Tyres can have an impact on key areas, such as fuel usage and accident rates, but they are often overlooked by fleet managers.
Those that have maintenance included in their contract hire agreement typically leave it to their provider to choose replacement tyres.
In fact nearly half (43%) of respondents to a Fleet News survey last year said their leasing provider decides which brand of tyre to purchase.
The Salvation Army is a case in point.
Its fleet controller Peter Bonney says: “We have zero say in what tyres go on the car. It comes with whatever the manufacturer has done a deal on and then the leasing company decides what goes on as second fit.
“The drivers get what they’re given basically.”
But could the European Union’s new tyre labelling regime change things?
The labelling sees tyres rated in three areas: fuel efficiency, wet grip and external noise.
Any tyres manufactured after July 1 this year have been tested in those areas and from November 1 retailers must provide the labelling information to customers.
Manufacturers or importers may choose to label tyres made before July 1, but it is not compulsory.
The Tyre Industry Federation points out that retrospective labelling of tyres already in the supply chain that were made before July 1 would be costly and carries potential legal risks.

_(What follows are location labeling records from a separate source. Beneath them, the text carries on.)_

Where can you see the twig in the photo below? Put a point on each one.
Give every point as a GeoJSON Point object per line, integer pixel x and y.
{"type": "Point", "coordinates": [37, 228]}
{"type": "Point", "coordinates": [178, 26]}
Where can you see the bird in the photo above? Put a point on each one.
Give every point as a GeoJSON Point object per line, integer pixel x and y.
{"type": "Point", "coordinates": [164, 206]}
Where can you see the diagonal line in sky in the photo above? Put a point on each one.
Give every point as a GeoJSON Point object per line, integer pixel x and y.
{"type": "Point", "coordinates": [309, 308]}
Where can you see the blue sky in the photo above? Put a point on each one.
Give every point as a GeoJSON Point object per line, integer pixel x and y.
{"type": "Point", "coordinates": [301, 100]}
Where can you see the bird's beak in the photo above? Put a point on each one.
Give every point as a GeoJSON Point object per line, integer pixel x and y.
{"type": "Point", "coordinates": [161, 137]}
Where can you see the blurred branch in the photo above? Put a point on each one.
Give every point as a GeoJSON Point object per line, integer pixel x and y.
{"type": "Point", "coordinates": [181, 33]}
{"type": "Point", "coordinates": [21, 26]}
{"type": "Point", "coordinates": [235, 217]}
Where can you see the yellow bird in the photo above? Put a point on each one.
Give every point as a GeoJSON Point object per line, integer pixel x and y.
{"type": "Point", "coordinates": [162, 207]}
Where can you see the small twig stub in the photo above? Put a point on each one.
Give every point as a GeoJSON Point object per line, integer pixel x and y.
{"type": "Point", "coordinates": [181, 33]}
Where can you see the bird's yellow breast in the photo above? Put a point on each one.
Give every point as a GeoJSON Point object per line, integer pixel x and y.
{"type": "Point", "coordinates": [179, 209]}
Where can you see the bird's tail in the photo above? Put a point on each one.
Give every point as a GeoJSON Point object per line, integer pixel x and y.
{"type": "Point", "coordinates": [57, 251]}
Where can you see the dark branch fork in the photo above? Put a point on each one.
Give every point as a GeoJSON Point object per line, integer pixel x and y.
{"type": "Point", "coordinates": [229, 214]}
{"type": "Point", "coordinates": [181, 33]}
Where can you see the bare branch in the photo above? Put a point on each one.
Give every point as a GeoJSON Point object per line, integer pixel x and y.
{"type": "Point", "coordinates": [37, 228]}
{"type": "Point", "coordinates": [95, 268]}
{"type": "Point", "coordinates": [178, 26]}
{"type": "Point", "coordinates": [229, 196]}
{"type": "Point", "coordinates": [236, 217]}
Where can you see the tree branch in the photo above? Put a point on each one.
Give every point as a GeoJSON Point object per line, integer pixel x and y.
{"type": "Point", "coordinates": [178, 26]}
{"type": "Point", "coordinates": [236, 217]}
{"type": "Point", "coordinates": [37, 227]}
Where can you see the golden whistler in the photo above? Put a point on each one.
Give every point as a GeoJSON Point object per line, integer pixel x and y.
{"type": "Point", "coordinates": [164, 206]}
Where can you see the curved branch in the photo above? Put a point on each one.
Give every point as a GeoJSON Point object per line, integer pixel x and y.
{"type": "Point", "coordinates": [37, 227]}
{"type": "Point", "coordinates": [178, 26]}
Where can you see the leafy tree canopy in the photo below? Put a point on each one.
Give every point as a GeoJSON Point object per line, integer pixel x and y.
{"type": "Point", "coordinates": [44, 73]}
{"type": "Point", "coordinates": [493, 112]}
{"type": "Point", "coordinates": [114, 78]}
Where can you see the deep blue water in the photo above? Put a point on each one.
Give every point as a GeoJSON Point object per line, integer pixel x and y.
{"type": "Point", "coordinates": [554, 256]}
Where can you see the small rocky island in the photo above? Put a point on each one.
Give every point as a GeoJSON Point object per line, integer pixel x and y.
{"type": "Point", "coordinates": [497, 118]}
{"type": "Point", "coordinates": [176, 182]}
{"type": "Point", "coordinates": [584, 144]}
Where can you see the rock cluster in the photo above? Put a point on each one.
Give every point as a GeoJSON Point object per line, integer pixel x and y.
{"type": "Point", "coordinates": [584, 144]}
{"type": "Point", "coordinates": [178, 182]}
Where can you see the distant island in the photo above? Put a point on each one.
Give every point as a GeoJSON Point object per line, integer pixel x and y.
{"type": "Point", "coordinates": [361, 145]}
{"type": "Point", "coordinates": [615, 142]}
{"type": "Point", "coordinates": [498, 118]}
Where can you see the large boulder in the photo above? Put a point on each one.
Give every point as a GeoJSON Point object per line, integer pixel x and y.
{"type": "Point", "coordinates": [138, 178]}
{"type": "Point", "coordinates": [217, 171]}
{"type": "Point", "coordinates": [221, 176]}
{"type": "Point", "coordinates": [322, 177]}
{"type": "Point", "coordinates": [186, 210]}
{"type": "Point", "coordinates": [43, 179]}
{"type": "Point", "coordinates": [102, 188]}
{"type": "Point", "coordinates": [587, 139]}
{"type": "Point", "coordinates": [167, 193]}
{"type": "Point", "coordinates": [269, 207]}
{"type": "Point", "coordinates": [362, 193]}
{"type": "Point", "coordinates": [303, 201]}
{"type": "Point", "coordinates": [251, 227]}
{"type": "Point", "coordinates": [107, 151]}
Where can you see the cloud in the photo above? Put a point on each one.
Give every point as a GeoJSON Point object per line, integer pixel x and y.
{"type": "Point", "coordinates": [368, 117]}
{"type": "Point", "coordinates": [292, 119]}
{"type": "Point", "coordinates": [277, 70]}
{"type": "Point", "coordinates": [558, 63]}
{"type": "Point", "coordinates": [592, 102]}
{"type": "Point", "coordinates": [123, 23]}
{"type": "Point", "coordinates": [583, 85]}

Kerry Watts, manager consumer fleet business at Goodyear Dunlop, says that from a tyre manufacturer’s perspective, tyre labelling is “quite a big deal”.
“Outside fit for purpose, it’s the first time that we’ll have a performance requirement to sell a tyre,” he says.
Some fleet managers also believe tyre labelling will have an impact.
Geoff Wright, head of corporate services at AAH Pharmaceuticals, says: “It will definitely bring tyres into focus a lot more.”
Understanding the label
Fuel efficiency and wet grip is rated from A to G (with A the best) while noise is given in decibels.
Steve Dolby, product marketing manager for car, van and 4x4 tyres at Michelin, says the difference in wet braking distance from 50mph for the best and worst rated tyres can be up to 18 metres.
“This is very significant and could easily create more demand for A-rated tyres,” he says.
“The fuel efficiency rating will also be important for fleets, especially those fleets which pay for their driver’s fuel as the difference in fuel consumption between A-rated and G-rated tyres could be as much as 7.5%.”